Re: [PATCH 1/3] KVM: x86/mmu: Dynamically allocate shadow MMU's hashed page list

Vipin Sharma <vipinsh@xxxxxxxxxx> · Mon, 17 Mar 2025 09:37:32 -0700

On 2025-03-14 19:40:08, Sean Christopherson wrote:
> Dynamically allocate the (massive) array of hashed lists used to track
> shadow pages, as the array itself is 32KiB, i.e. is an order-3 allocation
> all on its own, and is *exactly* an order-3 allocation.  Dynamically
> allocating the array will allow allocating "struct kvm" using regular
> kmalloc(), and will also allow deferring allocation of the array until
> it's actually needed, i.e. until the first shadow root is allocated.
> 
> Signed-off-by: Sean Christopherson <seanjc@xxxxxxxxxx>
> ---
>  arch/x86/include/asm/kvm_host.h |  4 ++--
>  arch/x86/kvm/mmu/mmu.c          | 21 ++++++++++++++++++++-
>  arch/x86/kvm/x86.c              |  5 ++++-
>  3 files changed, 26 insertions(+), 4 deletions(-)
> 
> --- a/arch/x86/kvm/mmu/mmu.c
> +++ b/arch/x86/kvm/mmu/mmu.c
> @@ -6673,13 +6685,19 @@ static void kvm_mmu_zap_all_fast(struct kvm *kvm)
>  		kvm_tdp_mmu_zap_invalidated_roots(kvm, true);
>  }
>  
> -void kvm_mmu_init_vm(struct kvm *kvm)
> +int kvm_mmu_init_vm(struct kvm *kvm)
>  {
> +	int r;
> +
>  	kvm->arch.shadow_mmio_value = shadow_mmio_value;
>  	INIT_LIST_HEAD(&kvm->arch.active_mmu_pages);
>  	INIT_LIST_HEAD(&kvm->arch.possible_nx_huge_pages);
>  	spin_lock_init(&kvm->arch.mmu_unsync_pages_lock);
>  
> +	r = kvm_mmu_alloc_page_hash(kvm);
> +	if (r)
> +		return r;
> +

In the patch 3, shouldn't this be moved to else part of the below 
'if (tdp_mmu_enabled)' line? Otherwise, this hash array will always get
allocated.

>  	if (tdp_mmu_enabled)
>  		kvm_mmu_init_tdp_mmu(kvm);
>  
> --- a/arch/x86/kvm/x86.c
> +++ b/arch/x86/kvm/x86.c
> @@ -12704,7 +12704,9 @@ int kvm_arch_init_vm(struct kvm *kvm, unsigned long type)
>  	if (ret)
>  		goto out;
>  
> -	kvm_mmu_init_vm(kvm);
> +	ret = kvm_mmu_init_vm(kvm);
> +	if (ret)
> +		goto out_cleanup_page_track;
>  
>  	ret = kvm_x86_call(vm_init)(kvm);
>  	if (ret)
> @@ -12757,6 +12759,7 @@ int kvm_arch_init_vm(struct kvm *kvm, unsigned long type)
>  
>  out_uninit_mmu:
>  	kvm_mmu_uninit_vm(kvm);
> +out_cleanup_page_track:

I think there is a memory leak in this series.

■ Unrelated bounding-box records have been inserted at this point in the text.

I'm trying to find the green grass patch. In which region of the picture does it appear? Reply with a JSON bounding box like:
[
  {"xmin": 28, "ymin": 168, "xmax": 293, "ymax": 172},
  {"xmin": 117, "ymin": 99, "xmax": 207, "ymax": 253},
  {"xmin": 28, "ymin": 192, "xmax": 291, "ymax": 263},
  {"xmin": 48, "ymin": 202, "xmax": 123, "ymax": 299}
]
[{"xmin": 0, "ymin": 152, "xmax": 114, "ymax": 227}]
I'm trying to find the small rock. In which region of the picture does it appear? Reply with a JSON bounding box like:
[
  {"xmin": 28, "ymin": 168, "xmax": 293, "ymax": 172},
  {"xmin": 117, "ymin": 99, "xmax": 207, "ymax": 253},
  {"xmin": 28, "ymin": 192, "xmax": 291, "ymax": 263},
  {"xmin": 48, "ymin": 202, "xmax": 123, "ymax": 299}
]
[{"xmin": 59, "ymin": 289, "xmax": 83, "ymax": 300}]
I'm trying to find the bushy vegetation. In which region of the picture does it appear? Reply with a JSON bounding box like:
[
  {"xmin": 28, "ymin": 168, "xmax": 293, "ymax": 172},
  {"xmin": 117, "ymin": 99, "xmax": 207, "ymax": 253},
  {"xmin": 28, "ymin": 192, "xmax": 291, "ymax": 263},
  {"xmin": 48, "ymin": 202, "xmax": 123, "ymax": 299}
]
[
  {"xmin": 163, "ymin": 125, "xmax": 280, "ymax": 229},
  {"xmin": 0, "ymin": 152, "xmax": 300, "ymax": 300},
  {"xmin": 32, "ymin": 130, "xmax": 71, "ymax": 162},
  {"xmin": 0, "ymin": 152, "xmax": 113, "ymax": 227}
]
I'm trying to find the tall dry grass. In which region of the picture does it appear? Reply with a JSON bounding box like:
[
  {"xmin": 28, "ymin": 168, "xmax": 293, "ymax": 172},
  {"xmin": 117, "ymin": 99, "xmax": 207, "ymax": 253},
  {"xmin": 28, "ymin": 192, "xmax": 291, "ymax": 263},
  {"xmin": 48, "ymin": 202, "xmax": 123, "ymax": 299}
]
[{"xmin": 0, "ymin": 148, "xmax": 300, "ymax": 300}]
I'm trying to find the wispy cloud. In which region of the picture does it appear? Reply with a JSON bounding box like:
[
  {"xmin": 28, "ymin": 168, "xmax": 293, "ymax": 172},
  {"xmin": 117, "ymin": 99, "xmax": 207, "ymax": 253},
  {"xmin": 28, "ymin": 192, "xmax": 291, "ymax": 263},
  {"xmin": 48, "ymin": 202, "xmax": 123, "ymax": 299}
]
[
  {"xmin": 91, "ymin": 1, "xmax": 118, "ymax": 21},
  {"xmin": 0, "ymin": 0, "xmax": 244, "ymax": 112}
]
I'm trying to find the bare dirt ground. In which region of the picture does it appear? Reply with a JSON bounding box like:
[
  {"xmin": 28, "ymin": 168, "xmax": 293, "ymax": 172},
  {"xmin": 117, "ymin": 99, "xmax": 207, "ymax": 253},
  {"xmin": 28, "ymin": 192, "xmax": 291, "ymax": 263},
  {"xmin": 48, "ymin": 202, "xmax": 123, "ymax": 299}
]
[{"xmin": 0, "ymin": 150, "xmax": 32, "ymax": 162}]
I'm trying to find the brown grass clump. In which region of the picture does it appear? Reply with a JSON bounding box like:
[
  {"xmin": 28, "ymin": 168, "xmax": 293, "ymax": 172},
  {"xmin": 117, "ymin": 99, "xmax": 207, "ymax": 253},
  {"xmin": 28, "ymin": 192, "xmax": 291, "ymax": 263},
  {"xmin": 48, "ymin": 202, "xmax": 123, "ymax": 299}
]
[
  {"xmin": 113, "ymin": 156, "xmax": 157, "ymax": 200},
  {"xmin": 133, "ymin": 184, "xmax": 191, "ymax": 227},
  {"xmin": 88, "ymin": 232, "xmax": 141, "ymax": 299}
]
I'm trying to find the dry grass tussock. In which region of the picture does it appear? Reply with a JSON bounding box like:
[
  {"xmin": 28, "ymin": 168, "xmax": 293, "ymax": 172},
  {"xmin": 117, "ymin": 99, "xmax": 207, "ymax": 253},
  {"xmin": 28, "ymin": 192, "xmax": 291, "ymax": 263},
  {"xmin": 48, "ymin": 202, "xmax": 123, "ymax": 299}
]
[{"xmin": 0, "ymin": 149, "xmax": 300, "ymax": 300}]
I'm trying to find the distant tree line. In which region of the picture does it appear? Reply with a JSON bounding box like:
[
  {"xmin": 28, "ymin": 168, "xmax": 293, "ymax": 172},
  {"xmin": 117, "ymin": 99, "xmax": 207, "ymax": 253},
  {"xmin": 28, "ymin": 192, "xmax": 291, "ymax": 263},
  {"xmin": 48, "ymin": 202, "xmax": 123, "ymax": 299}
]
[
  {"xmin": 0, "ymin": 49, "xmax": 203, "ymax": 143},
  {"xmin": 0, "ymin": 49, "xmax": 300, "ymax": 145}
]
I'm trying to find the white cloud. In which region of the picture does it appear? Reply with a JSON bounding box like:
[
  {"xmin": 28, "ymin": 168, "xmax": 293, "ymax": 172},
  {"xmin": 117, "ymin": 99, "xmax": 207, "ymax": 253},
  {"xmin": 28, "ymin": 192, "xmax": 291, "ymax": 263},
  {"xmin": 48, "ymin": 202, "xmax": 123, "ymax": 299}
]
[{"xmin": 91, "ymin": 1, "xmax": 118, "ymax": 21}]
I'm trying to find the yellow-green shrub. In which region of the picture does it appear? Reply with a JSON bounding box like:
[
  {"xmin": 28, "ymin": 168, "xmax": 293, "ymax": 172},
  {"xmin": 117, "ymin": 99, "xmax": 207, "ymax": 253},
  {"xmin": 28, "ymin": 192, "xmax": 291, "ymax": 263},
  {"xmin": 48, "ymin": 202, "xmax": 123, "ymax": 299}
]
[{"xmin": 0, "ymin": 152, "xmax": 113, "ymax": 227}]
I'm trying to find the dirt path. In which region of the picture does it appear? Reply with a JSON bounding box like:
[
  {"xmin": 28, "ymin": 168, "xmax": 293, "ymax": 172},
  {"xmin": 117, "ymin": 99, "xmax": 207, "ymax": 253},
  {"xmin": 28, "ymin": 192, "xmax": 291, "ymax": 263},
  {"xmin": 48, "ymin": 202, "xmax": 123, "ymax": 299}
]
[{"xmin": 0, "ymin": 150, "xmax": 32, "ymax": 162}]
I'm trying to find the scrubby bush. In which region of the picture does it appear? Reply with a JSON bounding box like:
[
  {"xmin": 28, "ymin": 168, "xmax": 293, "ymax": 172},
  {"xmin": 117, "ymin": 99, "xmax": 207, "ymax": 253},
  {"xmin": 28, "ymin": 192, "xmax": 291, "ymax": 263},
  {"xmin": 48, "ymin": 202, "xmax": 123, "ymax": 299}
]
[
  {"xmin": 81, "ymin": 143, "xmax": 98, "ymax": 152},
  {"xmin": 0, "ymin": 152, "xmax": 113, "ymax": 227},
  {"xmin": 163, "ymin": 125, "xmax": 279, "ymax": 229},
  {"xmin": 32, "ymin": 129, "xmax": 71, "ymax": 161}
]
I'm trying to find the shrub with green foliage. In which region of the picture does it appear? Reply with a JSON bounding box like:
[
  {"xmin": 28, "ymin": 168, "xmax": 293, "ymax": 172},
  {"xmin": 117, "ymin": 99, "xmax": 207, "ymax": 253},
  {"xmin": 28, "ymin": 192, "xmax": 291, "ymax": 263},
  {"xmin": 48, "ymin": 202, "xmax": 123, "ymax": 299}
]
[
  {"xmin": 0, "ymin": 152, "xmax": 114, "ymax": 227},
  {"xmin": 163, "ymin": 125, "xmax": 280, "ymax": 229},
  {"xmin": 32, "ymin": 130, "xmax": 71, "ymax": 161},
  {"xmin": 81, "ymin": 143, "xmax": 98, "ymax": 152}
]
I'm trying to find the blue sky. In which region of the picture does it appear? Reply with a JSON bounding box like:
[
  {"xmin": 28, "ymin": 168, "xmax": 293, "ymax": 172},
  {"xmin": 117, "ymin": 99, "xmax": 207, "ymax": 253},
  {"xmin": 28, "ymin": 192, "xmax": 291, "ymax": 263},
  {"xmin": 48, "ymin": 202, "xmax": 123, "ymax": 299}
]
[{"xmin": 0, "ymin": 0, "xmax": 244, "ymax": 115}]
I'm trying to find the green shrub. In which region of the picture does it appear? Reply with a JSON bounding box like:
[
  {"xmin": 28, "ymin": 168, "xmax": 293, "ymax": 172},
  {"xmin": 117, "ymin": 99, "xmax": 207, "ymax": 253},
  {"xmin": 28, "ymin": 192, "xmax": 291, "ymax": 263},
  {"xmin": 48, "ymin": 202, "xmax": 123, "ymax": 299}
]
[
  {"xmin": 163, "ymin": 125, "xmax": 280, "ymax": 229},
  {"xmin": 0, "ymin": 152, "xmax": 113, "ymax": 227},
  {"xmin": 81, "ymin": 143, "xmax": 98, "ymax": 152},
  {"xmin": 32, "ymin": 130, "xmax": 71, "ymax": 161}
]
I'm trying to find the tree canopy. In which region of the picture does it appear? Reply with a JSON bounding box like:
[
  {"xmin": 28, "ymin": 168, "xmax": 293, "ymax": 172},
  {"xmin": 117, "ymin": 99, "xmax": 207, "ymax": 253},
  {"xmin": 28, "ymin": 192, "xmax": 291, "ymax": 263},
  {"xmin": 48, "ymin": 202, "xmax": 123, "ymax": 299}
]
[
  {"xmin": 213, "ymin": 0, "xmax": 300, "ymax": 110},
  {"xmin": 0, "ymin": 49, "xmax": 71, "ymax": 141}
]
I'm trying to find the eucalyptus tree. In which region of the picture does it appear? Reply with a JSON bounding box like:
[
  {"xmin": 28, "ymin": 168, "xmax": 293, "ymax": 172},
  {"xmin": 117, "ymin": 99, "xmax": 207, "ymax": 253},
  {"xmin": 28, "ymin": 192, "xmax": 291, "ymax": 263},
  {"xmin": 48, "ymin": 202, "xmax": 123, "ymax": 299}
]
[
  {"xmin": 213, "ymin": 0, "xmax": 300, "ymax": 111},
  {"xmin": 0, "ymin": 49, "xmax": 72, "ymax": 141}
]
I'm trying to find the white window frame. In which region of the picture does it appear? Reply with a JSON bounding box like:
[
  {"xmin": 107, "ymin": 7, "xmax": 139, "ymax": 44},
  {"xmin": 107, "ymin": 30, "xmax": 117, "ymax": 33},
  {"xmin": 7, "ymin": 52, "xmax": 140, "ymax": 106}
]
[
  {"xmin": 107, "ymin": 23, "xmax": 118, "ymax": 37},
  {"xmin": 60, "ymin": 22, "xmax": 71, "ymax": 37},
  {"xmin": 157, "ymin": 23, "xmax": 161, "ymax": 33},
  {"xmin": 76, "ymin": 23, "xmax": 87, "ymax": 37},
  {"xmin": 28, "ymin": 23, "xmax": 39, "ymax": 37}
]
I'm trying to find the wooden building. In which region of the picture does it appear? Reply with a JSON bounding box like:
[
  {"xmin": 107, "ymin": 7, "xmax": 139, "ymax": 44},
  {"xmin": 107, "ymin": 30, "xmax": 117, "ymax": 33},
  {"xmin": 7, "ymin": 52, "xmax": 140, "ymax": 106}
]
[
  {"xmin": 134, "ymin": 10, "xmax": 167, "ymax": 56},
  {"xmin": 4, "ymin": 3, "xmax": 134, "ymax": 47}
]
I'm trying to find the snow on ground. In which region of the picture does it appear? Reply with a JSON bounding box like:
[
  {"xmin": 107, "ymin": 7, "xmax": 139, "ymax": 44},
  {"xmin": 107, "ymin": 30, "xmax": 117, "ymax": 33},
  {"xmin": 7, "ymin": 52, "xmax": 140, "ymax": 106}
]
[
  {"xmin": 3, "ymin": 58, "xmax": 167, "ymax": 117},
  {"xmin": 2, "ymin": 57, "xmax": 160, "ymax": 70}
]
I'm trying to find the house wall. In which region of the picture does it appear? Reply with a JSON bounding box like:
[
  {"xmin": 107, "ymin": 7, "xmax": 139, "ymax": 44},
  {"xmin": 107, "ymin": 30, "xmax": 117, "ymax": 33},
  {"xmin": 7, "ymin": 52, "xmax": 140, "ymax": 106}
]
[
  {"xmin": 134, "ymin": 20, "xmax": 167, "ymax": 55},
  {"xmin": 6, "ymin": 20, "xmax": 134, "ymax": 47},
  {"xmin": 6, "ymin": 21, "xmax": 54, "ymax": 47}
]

1. kvm_mmu_uninit_vm() is not freeing kvm->arch.mmu_page_hash. So, in
error case out_uninit_mmu will not recover memory allocated in
kvm_mmu_alloc_page_hash().

2. When VM terminates or is killed then the same thing will happen, no
one is reclaiming the memory.

>  	kvm_page_track_cleanup(kvm);
>  out:
>  	return ret;